Maka wajar kalau pasangan ini dalam pilkada Jabar olah banyak kalangan disebut sebagai pasangan kuda hitam atau lebih tepatnya tidak diunggulkan. Hal ini terbukti pada survey yang dilakukan berbagai lembaga seperti Lembaga Survei Indonesia (LSI) dan Pusat Kajian Kebijakan dan Pembangunan Strategis (Puskaptis) beberapa hari menjelang pencoblosan, selalu menempatkan pasangan Hade (Ahmad Heryawan-Dede Yusuf) pada urutan buncit.
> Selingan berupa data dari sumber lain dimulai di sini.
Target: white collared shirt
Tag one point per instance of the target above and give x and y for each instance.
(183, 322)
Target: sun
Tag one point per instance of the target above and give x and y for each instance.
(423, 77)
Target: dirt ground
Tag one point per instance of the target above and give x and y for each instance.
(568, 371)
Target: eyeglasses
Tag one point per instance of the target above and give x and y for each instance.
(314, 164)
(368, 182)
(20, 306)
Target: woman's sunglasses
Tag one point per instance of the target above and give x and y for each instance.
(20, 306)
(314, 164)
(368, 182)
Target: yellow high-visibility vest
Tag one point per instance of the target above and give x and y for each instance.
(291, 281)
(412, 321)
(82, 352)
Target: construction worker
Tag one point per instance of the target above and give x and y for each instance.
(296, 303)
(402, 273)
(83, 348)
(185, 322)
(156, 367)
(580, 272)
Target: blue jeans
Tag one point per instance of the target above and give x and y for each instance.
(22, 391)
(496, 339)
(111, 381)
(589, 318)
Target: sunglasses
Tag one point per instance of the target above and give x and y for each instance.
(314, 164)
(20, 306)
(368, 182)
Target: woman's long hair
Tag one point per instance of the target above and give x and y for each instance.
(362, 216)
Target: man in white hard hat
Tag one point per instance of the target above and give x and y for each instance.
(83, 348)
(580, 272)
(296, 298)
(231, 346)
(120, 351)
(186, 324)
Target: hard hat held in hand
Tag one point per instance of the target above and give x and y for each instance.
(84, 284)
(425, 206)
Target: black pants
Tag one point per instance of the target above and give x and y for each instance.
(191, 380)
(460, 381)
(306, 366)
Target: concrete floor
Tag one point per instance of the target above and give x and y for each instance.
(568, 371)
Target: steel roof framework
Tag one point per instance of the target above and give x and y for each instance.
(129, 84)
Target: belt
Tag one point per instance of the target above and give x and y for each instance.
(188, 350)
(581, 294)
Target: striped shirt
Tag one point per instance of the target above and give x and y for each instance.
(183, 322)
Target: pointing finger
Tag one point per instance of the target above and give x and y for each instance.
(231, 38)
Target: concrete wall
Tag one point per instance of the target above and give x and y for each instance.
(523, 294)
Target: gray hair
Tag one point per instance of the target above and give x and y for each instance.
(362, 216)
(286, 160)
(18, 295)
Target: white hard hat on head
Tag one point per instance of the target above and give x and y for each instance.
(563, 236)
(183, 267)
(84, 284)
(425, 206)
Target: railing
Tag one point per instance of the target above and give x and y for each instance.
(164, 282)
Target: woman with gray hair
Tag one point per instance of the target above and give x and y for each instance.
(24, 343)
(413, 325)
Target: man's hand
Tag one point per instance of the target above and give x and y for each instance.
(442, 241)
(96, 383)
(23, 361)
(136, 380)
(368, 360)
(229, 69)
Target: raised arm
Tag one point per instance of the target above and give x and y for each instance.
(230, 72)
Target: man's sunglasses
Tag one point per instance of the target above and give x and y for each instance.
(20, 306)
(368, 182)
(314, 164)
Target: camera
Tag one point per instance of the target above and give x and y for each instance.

Survei LSI menunjukkan pasangan Aman (Agum Gumelar-Nu`man Abdul Hakim) memperoleh 48,5%, pasangan Da’i (Danny Setiawan-Iwan Sulandjana) 25,5%, dan pasangan Hade 16,5%. Sementara Puskaptis pada survei terakhirnya (28 Maret-6 April 2008) memberi angka 42,89% (Da’i), 34,65% (Aman), dan 22,45% (Hade).
Rahasia Kemenangan

Prediksi diatas berjungkir balik dengan realita. Dalam quick count beberapa lembaga survei menempatkan Hade sebagai pasangan yang memperoleh suara terbesar. Kenyataan ini menarik perhatian berbagai pengamat dan praktisi survey, faktor apa gerangan yang menyebabkan kemenangan tersebut dan Muhammad Shohibul Iman salah satunya. Paling tidak ada tiga faktor menurutnya yang menyebabkan masyarakat Jabar menjatuhkan pilihannya pada pasangan Hade ini, yaitu :

Pertama, pasangan Hade mencerminkan semangat muda, di mana usia pasangan ini kisaran 40 tahunan terpaut sangat jauh dengan dua pasangan lainnya (sekitar 60 tahunan). Dan ini menjadi daya tarik tersendiri bagi generasi muda, terutama pemilih pemula. 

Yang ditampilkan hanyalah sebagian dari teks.